That bigger metaplot of the West coast setting, the way it changes and evolves between games and the way its various locations and people fit together, makes for a really interesting and compelling story, and it adds substance and meaning to the stories you do encounter. When you encounter people and towns who are struggling with food, for example, it doesn't feel like an arbitrary problem that was made up for an arbitrary quest, like collecting 20 boar tusks, because you can literally walk into almost any location and see how they get food. The game conveys to you that food matters through its basic design without having to ever actually tell you.

That is the power of environmental storytelling, and it a commitment to storytelling and really good artistic direction. Bethesda does not have those things, and does not focus on those things.

A very useful resource for the both of you.
MST3K frequently riffs films for having plot holes, immersion breaking elements or other problems which could, for an obnoxious person, be countered with the statement "it's just a film". It went on to inspire an entire genre of nitpicking, plot hole based film commentary.

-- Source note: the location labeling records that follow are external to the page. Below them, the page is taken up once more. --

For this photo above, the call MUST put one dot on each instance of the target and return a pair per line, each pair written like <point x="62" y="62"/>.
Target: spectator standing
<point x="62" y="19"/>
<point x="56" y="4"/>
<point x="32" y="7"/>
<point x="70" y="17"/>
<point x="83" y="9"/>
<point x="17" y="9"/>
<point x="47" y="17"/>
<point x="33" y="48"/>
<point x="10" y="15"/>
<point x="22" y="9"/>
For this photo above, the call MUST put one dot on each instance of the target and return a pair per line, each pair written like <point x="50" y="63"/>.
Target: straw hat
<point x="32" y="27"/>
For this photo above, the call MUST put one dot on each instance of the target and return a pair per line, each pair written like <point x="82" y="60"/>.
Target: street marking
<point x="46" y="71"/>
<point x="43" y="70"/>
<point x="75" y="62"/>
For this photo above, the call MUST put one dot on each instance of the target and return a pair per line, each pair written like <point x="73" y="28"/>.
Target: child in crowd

The difference between MST3K and the films it riffs is one of intent and tone. The mantra is a statement of that tone, it is meant to draw attention to the fact that MST3K is a comedy show with a flimsy premise, and that the premise isn't really the point. If MST3K had been genuinely trying to convey a story in and of itself, then countering any criticism of that story by saying that "it's just a show" doesn't really work.

Like it or not, Fallout 3 was attempting to tell a story. It was attempting to make you immersed and invested in its world. It's not a joke or excuse to do something else, it's an attempt to make a roleplaying game and a successor to Fallout and Fallout 2. But as a roleplaying game and successor, it doesn't live up to the previous games because those games put a lot of work into telling their stories, right down to tiny little details. Fallout 3 (and to a lesser extent Fallout 4) doesn't really have an interesting story to tell, or really anything interesting to say at all. Which is not to say it's not fun, but it's a different and more mindless kind of fun.